Police in State College, Penn., listened in to two conversations Sandusky had with the mother, with her permission, after her then-11-year-old son came home with hair wet from showering with Sandusky. At the end of the second conversation, Sandusky was told he could not see the boy anymore.

"I understand," State College Detective Ronald Schreffler testified Sandusky said. "I was wrong. I wish I could get forgiveness. I know I won't get it from you. I wish I were dead."

Sandusky - who maintains he is innocent - has since been charged with 40 criminal counts, accusing him of molesting eight young boys between 1994 and 2009. Two PSU administrators who have since stepped aside have also been charged with failing to notify authorities of a 2002 incident reported by an eyewitness.

The 11-year-old was only identified as the former assistant football coach's sixth alleged victim. In 1998, his mother tried to make Sandusky promise never to shower with a boy again, but he wouldn't make that promise, Schreffler testified.

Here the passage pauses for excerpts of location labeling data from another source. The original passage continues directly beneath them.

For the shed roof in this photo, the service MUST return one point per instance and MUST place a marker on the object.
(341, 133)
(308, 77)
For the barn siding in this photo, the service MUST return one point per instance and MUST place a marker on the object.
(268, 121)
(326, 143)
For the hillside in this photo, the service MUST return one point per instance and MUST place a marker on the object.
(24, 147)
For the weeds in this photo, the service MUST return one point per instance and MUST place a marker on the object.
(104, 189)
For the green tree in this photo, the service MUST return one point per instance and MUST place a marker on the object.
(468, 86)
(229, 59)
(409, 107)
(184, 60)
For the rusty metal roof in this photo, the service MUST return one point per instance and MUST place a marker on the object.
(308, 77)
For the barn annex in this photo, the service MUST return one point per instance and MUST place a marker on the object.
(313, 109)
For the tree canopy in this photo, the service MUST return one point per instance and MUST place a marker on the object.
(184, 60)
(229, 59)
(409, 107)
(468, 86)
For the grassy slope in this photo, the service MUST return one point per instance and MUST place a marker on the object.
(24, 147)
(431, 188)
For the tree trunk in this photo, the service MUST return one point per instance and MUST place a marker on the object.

Jerry Lauro, an investigator with the Pennsylvania Department of Public Welfare, testified to the grand jury Sandusky admitted to him and Schreffler in an interview that he hugged the boy while naked in the shower and that he knew it was wrong.

However, the case was closed after then-Centre County District Attorney Ray Gricar decided there would be no criminal charges filed.

Late Tuesday night, Penn State's board of trustees said it would appoint a special committee to conduct an investigation into the "circumstances" that resulted in the indictments of Sandusky, athletic director Tim Curley and vice president Gary Schultz. The committee will be appointed Friday at the board's regular meeting, which Gov. Tom Corbett said he plans to attend, and will examine "what failures occurred and who is responsible and what measures are necessary to ensure" similar mistakes aren't made in the future.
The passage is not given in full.